Impact Aid, a $1.3 billion program that has been around for decades, helps school districts to make up for tax revenue lost because of a federal presence, such as a Native American reservation or military base. The proposal, by Rep. Jim Banks, R-Ind., would give some of that money directly to families through ESAs. The accounts could be used for tutoring, private school tuition, and more.

The legislation appears to be inspired in part by the Heritage Foundation, a conservative think tank, which last year urged Congress to create ESAs for both military and Native American students using Impact Aid dollars.

In an op-ed for the Wall Street Journal, published Wednesday, Banks noted that a survey by Military Times found that 35 percent of service members with children said their dissatisfaction with their children's education was a "significant factor" in determining whether to continue with their service. 

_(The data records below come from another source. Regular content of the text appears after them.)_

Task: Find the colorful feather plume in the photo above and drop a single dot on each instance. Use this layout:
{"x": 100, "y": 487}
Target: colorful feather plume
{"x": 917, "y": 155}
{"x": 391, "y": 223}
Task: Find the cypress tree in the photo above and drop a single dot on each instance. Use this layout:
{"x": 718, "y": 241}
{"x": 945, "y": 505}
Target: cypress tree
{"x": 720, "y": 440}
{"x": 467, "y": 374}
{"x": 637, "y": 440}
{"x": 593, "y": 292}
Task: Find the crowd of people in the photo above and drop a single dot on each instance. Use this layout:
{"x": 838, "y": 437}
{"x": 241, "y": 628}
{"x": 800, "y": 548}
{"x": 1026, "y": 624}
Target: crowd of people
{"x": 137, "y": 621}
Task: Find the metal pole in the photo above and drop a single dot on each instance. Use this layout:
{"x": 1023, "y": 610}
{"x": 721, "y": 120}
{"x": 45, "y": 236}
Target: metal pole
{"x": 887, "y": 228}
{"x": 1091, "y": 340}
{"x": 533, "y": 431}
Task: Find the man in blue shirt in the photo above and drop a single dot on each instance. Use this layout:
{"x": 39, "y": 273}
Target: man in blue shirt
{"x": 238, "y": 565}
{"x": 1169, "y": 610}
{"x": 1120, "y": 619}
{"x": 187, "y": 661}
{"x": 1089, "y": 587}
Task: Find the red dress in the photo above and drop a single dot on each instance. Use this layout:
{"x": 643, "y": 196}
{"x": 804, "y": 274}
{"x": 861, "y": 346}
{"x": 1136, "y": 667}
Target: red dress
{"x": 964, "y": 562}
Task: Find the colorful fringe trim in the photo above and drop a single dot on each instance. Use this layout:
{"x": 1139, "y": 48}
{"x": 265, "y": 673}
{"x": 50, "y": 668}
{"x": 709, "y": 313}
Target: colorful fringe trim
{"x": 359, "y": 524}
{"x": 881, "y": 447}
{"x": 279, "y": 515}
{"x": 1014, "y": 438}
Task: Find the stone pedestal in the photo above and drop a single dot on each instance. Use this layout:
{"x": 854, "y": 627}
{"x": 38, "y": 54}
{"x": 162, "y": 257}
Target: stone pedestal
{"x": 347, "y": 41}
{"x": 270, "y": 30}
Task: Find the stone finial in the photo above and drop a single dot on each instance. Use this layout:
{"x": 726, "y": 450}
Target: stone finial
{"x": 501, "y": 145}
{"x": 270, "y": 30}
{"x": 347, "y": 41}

"The men and women who serve our country in uniform make sacrifices daily, but the education of their children should not be one of them," said Banks in a statement. "The flexibility in this legislation will allow military families the freedom to tailor their children's education to best fit individual needs and maximize academic achievement."

But groups representing military families and Impact Aid districts—including the Military Child Education Coalition, the Military Officers Association of America, National Military Family Association, the National Association of Federally Impacted Schools, and the Military Impacted Schools Association—are vehemently opposed to the idea. They argue it would hurt public schools serving vulnerable populations.

"Proposals to divert Impact Aid from schools that educate concentrations of military-connected students are shortsighted and will only reduce opportunities for all students in these school districts," the groups said in a statement released in December.

Their opposition could hurt the bill's chance of passage. Impact Aid enjoys strong bipartisan support in Congress.

Some more bill specifics, from Banks' office: The bill would provide scholarships to three groups of students: those living on base in "heavily impacted districts" (those that receive a hefty share of impact), those living off-base in heavily impacted districts, and those living on base in non-heavily impacted districts.

Students living in heavily impacted districts would get ESAs of at least $4,500 annually and students living on base in non-heavily impacted districts would receive $2,500. Around 126,000 families would be eligible.

Banks' summary of the bill says a "small portion" of the $1.3 billion Impact Aid would go to the ESAs. The exact amount would depend on how many families choose to participate, Banks' office said.

U.S. Secretary of Education Betsy DeVos endorsed the idea of ESAs for military families in a recent speech at the Conservative Political Action Conference, but she hasn't weighed in specifically on Banks' bill.